Dossiê Inácio Araújo
A Herança
Direção: Ozualdo Candeias
Gerência de produção, Assistência de direção: Inácio Araújo
Brasil, 1970.
Por Gabriel Carneiro
O terceiro longa de Ozualdo Candeias foi também a estréia de Inácio Araujo no cinema, participando como assistente de direção. A Herança é um filme muito atípico e curioso na cinematografia brasileira, mas nem tanto dentro da filmografia desse precursor do dito cinema marginal que foi Candeias. O diretor transpõe Hamlet, de William Shakespeare, para o Brasil rural dos anos 1960, sem se fazer usar de falas – ainda que legendas tenham sido acrescidas em muitas cópias por exigência do produtor. A visita ao filme já vale pela inventividade e inovação do projeto, mas não só.
Candeias marcou seu cinema pelo enorme apreço à Boca do Lixo e pela busca do ousado, do criativo e ainda assim do popular, na acepção de que buscava dialogar com camadas populares da sociedade pela temática próxima a elas: camponeses, motoristas de caminhão, pessoas marginalizadas, etc. Em A Herança, transforma a história do príncipe dinamarquês numa saga de derrocada rural, falando de fazendeiros imponentes e abuso, com direito a uma consciência social que cabe muito bem ao projeto.
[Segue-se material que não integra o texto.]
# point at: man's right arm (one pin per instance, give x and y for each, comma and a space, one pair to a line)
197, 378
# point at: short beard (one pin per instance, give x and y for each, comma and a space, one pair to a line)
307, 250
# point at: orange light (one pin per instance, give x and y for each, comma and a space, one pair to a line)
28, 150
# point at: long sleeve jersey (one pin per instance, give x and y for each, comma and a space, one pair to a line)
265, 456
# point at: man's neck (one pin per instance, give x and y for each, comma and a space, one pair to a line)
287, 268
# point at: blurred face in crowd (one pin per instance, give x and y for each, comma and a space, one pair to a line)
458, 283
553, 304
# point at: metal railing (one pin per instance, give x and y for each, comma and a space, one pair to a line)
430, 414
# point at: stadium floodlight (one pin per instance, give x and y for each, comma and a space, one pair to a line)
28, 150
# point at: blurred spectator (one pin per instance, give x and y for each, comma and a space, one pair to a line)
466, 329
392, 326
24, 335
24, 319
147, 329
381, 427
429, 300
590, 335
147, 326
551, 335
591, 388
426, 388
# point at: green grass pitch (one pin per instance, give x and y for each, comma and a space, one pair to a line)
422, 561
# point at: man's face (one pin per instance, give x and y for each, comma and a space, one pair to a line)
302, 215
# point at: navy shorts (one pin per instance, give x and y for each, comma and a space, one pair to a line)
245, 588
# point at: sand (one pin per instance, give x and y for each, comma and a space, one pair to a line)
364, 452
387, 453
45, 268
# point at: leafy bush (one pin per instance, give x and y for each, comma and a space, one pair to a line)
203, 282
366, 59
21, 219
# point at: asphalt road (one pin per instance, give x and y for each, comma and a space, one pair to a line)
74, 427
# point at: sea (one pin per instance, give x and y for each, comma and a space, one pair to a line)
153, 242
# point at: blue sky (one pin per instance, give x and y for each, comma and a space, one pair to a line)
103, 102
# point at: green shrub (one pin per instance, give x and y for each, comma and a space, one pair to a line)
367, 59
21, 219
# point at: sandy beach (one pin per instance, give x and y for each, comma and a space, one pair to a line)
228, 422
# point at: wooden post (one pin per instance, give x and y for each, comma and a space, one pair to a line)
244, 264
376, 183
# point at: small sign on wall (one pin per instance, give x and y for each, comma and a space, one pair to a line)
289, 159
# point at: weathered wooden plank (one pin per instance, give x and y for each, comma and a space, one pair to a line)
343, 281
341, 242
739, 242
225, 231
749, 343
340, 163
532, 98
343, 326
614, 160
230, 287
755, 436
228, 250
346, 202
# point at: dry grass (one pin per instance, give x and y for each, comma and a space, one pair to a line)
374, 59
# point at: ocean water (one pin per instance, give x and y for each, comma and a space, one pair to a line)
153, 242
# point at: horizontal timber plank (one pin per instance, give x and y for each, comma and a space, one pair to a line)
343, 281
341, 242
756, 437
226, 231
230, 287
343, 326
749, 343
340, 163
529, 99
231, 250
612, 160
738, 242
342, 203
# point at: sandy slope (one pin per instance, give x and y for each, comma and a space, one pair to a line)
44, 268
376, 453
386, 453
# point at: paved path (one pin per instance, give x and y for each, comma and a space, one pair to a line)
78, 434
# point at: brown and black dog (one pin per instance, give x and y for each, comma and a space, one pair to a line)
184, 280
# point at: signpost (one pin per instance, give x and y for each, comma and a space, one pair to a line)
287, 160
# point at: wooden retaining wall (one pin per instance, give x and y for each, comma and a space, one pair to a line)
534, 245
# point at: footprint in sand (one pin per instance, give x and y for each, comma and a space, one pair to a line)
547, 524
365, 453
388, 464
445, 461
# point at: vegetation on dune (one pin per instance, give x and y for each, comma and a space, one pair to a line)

A história em si pode não ser necessariamente o mais interessante de A Herança, mas a forma como o diretor encontra para retratá-la garante o interesse do espectador: a partir de sons construídos, conduz a narrativa. Não é o mero som ambiente, mas a evocação de vozes, urros, palavras e caracterizando as situações por meio de sons cartunescos, que dão novos sentidos ao desenrolar dos fatos. O mesmo pode se dizer da direção de atores. David Cardoso, em começo de carreira, faz Omeleto, e o interpreta de maneira debochada como poucos conseguiriam, abusando dos sorrisos e risadas descabidos, da paródia e do caricato. O restante do elenco segue o mesmo tom.
A graça em A Herança está justamente na subversão da peça do bardo e ainda assim mantendo-se muito fiel a ela. Porque, afinal, fala de orgulho, ganância e família. A herança do título parece muito mais ligada à herança genética e à representatividade dos atos de uma família em um descendente, do que aos bens materiais – ainda que eles, ao final, desenvolvam importante mensagem que era importante ao diretor transmitir, ainda mais em tempos de Regime Militar. Mas o que Candeiais faz é optar por uma linha que fuja da tragédia, escolhendo o jocoso e o inusitado. Não são muitos os que conseguem adaptar uma peça clássica para uma realidade completamente diversa e ainda usarem essa mudança como mote para experiências estéticas nada convencionais.